My son loves to flip through costume catalogs like they’re magazines. He can spend hours rifling through them, commenting on every single costume. Around the time he was 5, he started to notice the difference in offerings for boys and girls when it came to costumes… and it wasn’t just about pink and blue.
Two years ago, my son was eating breakfast while reading his beloved costume catalog when he started asking me all sorts of questions.

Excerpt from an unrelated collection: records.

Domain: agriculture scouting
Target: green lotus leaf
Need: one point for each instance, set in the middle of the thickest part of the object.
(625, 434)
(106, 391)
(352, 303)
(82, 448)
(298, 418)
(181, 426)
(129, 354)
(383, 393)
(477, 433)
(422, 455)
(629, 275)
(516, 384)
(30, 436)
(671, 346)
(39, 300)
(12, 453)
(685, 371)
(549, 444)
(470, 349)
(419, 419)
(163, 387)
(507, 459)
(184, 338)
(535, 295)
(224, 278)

The fact that my 5-year-old son was able to hone in on marketing and sexism with the wide-eyed innocence of a child really threw me. In the video above, you can easily see the difference between the costumes offered to boys and girls. The boy superheroes are all standing at attention, looking as if they’re ready to fight some crime. The girls are wearing short skirts, with their knees bent in some sort of “cutesy” pose and a thought bubble above Batgirl proclaims, “I’ll be the cutest girl in Gotham.” While the boys’ costumes are all about action and adventure, the girls’ seem to focus more on looking cute or pretty.
Before this conversation with my son, I was already way too aware of the hypersexualization of girlhood — the way companies “sex up” clothing aimed at young girls. Halloween was always the worst. But up until that moment, I hadn’t thought about my son’s place in all of this. What value messages about girls and their roles in society was he absorbing? Just by looking at this catalog he realized that clearly these costumes were not the best set-up if one wants to be a superhero.
That’s not to say that superheroes can’t wear skirts. In the comics, Supergirl does in fact wear a skirt. And, yes, many girls do enjoy wearing skirts. As my son points out, it boils down to marketing then, doesn’t it? But do companies need to have some of those skirts reach thigh high? Do the costumes themselves need to be sold on the premise of being pretty rather than heroic?
I am doing my best to raise my son to know that boys and girls are equal and both capable of so many great things. I’m raising him to respect himself and others. Because I know, at the end of the day, that a Batgirl costume in a Halloween catalog is only the tip of the iceberg when it comes to the way society looks at and presents girls and women. I worry about all of the subconscious sexism he is exposed to from media, advertisements and more. But I have to hope that if he can ask these types of questions at 5, that he’ll continue to pushback, ask questions and dig deeper.